The earliest toy trains were made from lead and had no moving parts. Some had wheels that flipped, but these needed to be pushed or pulled. A few of the early 19th-century push toy rails were made from tinplate, like the large, durable, stylized locomotive toys from the U.S., which were painted red and gold and decorated with hearts and flowers. model trains in huntsville alabama
Around 1875, technological improvements in materials and manufacturing enabled tin to be scraped, cut, rolled, and lithographed faster than ever before.
Toy trains were altered when Märklin, a German firm which specialized in doll house accessories, sought to make an equivalent toy for boys where a constant revenue stream could be guaranteed by selling add-on accessories for years after the initial purchase. Along with boxed sets containing a train and track, Märklin offered additional track, rolling stock, and buildings sold separately, creating the predecessor to the modern model train layout featuring buildings and scenery along with a working train.

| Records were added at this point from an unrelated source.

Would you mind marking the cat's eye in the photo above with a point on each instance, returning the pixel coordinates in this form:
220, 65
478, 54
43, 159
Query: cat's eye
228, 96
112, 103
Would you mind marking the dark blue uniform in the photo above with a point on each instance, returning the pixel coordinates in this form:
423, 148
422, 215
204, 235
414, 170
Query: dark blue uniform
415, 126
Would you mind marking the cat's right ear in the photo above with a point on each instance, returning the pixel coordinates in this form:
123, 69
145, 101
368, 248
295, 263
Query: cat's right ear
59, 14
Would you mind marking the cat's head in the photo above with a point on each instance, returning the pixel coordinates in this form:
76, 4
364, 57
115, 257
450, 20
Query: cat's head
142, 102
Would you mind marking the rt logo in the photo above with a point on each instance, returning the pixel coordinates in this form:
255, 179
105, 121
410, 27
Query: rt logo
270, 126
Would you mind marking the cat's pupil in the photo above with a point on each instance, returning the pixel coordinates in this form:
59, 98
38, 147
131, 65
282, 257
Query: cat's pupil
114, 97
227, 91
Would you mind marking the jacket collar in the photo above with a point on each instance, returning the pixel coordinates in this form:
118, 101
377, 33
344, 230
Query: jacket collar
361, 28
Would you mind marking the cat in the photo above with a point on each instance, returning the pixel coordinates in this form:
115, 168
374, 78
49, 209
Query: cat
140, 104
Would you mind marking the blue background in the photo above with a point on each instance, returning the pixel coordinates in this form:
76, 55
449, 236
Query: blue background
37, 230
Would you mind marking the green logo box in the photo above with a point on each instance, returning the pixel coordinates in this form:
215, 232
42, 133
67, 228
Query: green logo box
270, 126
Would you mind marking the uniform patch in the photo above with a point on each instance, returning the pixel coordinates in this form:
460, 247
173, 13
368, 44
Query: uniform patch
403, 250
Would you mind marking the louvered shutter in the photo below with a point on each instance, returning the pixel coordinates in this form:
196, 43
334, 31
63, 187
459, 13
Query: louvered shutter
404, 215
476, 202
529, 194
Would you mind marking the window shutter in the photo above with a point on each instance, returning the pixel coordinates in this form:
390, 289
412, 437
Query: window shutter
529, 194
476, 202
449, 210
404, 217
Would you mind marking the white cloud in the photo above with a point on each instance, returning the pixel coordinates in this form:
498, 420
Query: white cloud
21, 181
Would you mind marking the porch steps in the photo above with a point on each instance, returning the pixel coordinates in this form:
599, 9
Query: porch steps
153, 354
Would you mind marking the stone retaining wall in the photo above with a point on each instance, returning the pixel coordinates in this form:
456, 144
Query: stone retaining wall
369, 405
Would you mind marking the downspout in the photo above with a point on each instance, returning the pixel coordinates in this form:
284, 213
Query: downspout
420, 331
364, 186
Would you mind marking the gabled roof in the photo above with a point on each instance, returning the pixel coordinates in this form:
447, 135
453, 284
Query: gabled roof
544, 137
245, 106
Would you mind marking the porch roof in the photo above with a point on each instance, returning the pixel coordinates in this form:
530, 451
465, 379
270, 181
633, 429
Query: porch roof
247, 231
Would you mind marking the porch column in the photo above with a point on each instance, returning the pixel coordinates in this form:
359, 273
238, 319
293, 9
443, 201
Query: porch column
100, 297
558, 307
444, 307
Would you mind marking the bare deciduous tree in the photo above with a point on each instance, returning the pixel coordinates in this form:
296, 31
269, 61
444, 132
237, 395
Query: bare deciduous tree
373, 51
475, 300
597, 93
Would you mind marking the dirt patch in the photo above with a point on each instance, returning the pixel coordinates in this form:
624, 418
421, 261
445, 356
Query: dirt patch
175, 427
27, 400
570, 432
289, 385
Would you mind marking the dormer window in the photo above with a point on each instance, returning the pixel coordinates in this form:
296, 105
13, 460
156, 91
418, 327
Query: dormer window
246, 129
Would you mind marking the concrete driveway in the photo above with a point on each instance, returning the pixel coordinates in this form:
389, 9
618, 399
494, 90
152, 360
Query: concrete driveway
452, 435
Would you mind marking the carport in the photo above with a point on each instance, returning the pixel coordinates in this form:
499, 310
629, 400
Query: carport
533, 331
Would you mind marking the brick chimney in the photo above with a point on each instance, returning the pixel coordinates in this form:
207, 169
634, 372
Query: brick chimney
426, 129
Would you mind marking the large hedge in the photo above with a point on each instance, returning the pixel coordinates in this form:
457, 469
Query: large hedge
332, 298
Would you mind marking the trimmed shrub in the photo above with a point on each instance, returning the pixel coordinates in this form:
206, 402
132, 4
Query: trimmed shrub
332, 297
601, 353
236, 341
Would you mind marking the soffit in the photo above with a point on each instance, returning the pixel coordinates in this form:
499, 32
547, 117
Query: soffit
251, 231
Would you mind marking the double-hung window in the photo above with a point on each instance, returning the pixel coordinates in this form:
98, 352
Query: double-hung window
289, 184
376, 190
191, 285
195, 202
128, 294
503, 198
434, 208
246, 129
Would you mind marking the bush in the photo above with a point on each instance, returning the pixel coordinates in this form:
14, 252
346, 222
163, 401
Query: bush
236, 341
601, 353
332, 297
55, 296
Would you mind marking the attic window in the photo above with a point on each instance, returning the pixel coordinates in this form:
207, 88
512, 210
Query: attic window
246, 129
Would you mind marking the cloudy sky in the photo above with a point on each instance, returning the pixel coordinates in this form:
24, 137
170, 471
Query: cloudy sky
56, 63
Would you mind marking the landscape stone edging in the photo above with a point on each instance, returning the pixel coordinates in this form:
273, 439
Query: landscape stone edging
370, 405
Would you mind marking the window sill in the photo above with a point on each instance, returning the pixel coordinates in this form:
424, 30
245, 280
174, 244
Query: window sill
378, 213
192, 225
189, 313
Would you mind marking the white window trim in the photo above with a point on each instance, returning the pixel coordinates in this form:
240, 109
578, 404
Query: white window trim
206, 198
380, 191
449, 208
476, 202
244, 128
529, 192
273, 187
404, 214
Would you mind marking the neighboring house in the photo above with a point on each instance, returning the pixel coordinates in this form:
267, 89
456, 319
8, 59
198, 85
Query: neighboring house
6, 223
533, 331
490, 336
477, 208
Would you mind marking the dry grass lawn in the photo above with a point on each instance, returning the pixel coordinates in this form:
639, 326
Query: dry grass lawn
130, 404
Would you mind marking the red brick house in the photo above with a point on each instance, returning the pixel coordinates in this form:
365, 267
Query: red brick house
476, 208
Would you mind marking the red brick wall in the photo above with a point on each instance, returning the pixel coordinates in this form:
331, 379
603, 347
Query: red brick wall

Electric trains followed, with the first appearing in 1897, made by the U.S. firm Carlisle & Finch. As residential use of electricity became more prevalent in the early 20th century, electrical trains gained popularity and as time went on, these electric trains grew in sophistication, gaining lighting, the ability to change management, to emit a whistling sound, to smoke, to couple and uncouple cars as well as load and unload cargo. Toy trains from the first half of the 20th century were frequently made of lithographed tin; afterwards trains were frequently made mainly of plastic.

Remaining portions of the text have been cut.